You probably didn't know that Napoleon invented the modern secret police. Yes, Hitler and Napoleon had something in common besides invading Russia and having a low opinion of the French. The Little Corporal was also a leader in the field of media manipulation and Information Warfare in general. But while Napoleon was removed from office in 1815, his secret police kept their jobs and kept going. This year, Napoleon's snooping organization (Renseignements Généraux) was merged into larger DST (Departement du Surveillance du Territoire), which is similar to the British MI-5 (domestic intelligence agency, sort of a CIA for spying on ones own people).

Now the French bureaucrats (who are actually a pretty bright and well educated bunch, at least at the top) have to find a way to explain to the people just what is going on here. The basic problem is that your average civil servant is not going to touch those computerized databases. That's because these systems increasingly have security software installed the keeps a log of who accesses any of this data, which data and when. These "logging systems") can also note who should be in there, and flags those who appear to be abusing their access. This has led to a growing number of government workers losing their jobs, being punished, or even prosecuted, for underestimating the power of the new log and trace software.

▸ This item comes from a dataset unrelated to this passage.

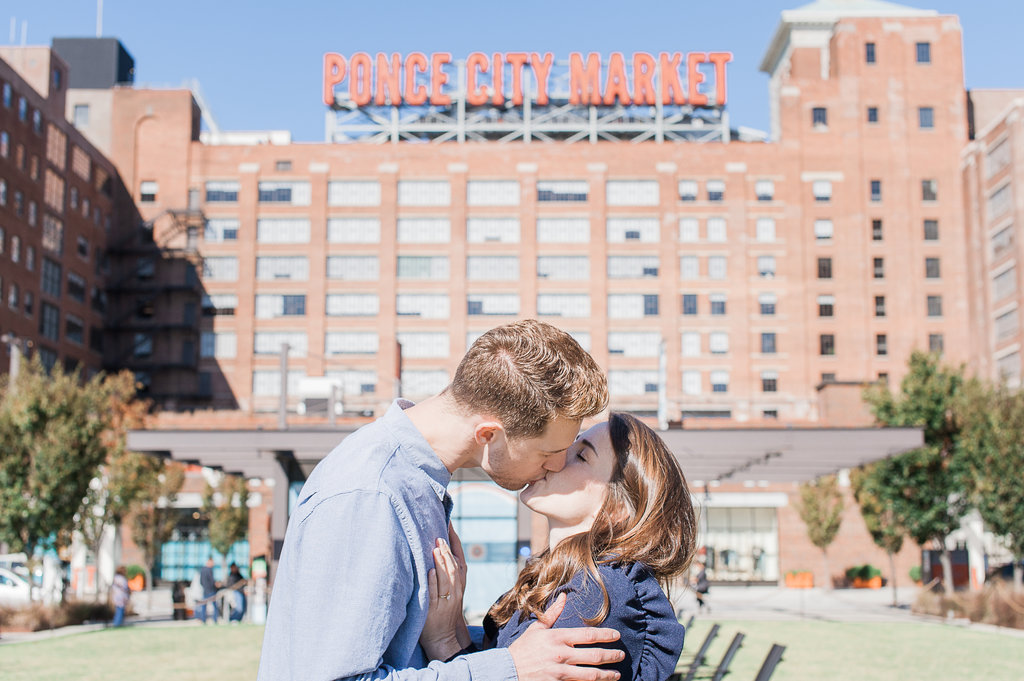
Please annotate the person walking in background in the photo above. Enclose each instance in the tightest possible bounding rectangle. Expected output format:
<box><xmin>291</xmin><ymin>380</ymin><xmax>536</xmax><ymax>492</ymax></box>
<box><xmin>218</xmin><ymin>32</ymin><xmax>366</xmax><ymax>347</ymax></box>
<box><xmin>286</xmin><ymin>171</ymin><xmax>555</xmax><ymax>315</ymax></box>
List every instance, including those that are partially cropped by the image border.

But most citizens are not convinced that the security software will guarantee their privacy, and so these new data mining systems become a big political issue. While people want the public security these systems provide, they also want protection from abuse of this information. For many people, the best protection is for there to be no easy access to all government records. The French are particularly annoyed about being reminded of how thorough the old Renseignements Généraux was in compiling data on tens of millions of people. To most French, it's preferable that those spying bastards have to dig through piles of files to find anything, not just do a little typing on their laptop.